Why Data Scientists Are Never Happy

How I find projects that are right for me

Johannes Petrat
Towards Data Science

--

In pursuit of the sexiest job of the 21st century, data scientists often start jobs with unrealistic expectations or end up on projects that are misaligned with their career aspirations. I have certainly fallen into the same trap a few times. Maybe you have experienced something similar, too.

Towards the beginning of my career I often got frustrated with projects because I wanted to do it all — deep scientific research on the one side and customer-focussed work on the other. Having worked in a range of different companies I realised that DS projects can have very different characteristics based on the company and type of problem they’re addressing.

During this time I eventually concluded that I can categorise and assess the type of DS projects using three categories which I call the “three Cs”:

  • Scientific challenge: there is a need for cutting-edge machine learning (ML) techniques
  • Creative problem-solving: there is a big open-ended problem with no obvious solution
  • Customer impact: there is a clear use case and production infrastructure. Delivering an analysis or model directly translates into value for customers
Where do your past projects fit in? (Image by Author)

In reality, you only get to choose two Cs for a data science project!

Let’s take a closer look at what the three Cs actually mean.

Scientific challenge

This project characteristic is useful if you want to specialise in a technique or application (for example, NLP or computer vision).
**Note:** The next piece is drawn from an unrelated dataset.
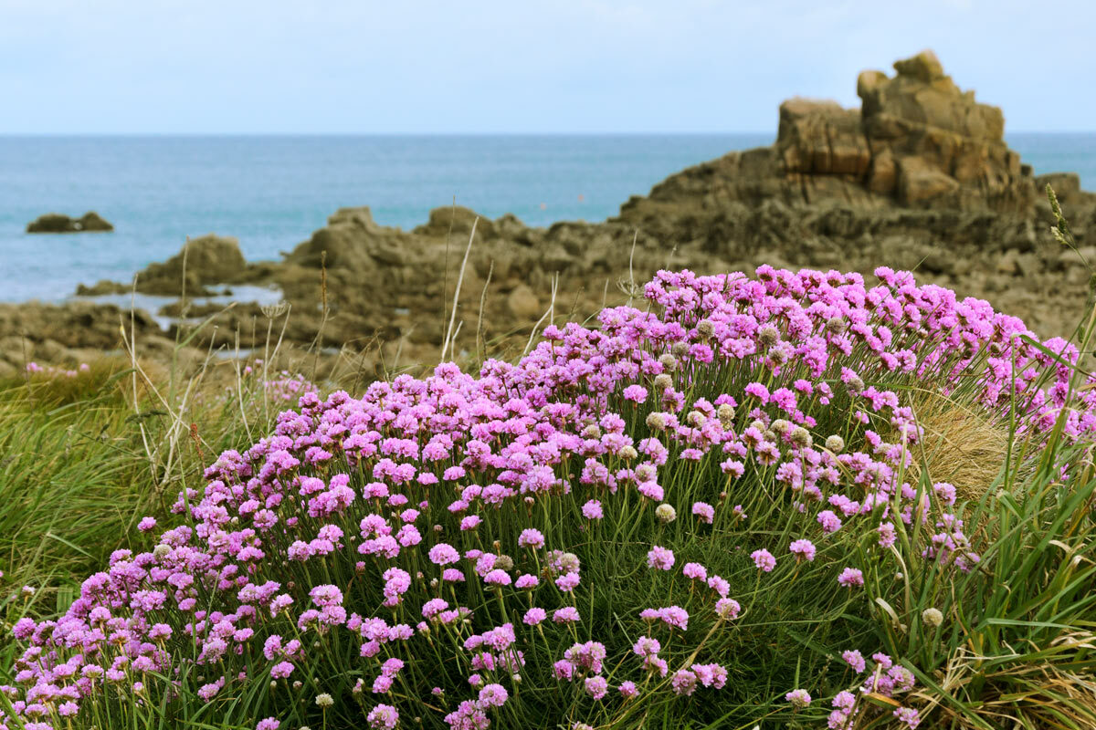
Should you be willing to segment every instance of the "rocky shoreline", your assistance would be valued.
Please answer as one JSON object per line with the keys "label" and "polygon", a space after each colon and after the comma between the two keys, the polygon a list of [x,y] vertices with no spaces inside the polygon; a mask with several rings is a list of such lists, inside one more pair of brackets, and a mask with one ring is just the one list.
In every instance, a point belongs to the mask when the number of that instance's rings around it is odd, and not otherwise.
{"label": "rocky shoreline", "polygon": [[[136,291],[180,298],[162,331],[134,315],[151,350],[190,336],[203,348],[285,340],[364,354],[370,366],[437,361],[467,253],[455,354],[520,352],[540,322],[585,318],[640,293],[660,268],[697,273],[761,264],[857,270],[911,269],[921,281],[989,300],[1043,336],[1069,335],[1087,297],[1089,270],[1050,233],[1051,185],[1081,253],[1096,260],[1096,194],[1076,175],[1032,174],[1004,142],[1001,109],[961,91],[931,51],[865,71],[860,108],[794,99],[781,104],[772,147],[731,152],[626,201],[602,223],[530,228],[513,216],[433,210],[411,231],[378,225],[368,208],[336,211],[281,262],[244,260],[235,239],[202,236],[136,277]],[[277,288],[288,306],[240,303],[196,309],[224,287]],[[99,282],[80,294],[128,292]],[[128,314],[113,305],[0,305],[0,376],[39,359],[112,350]],[[276,324],[275,324],[276,323]],[[39,357],[38,352],[43,355]]]}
I always find these projects rewarding because they push my theoretical understanding of ML and it’s easy for me to track my learning progress.

The typical activities you would find on a project like this are:

  • Reviewing academic literature to identify the state of the art approach
  • Implementing a model from a paper and adapting it to your problem
  • Experimenting with new software libraries and open-source implementations of models

Creative problem-solving

You often find this characteristic in consulting-style projects that require quick and creative ways of solving a real-world problem using ML. Key challenges are accustoming oneself to a new environment and getting a ready-to-go ML solution out the door within fixed time and budget. These projects can be exciting because they often allow for rapid iteration on the solution.

The typical activities you would find on a project like this are:

  • Engaging with clients on a requirement to understand the business problem
  • Exploring the provided data and the in-place infrastructure to assess the feasibility of integrating a ML solution.
  • Building a “80/20” proof-of-concept to test the use case for ML

Customer impact

Projects with a customer impact have a clearly defined value proposition and often add ML features to existing products. As such model improvements can be deployed directly into the hands of users. This makes these projects the place to be for ML engineers and anyone wanting to improve their engineering skills. I get a lot of satisfaction from positive feedback from users (“this is saving me days of work every week”) and I like to measure my impact by the value I create for users of my models.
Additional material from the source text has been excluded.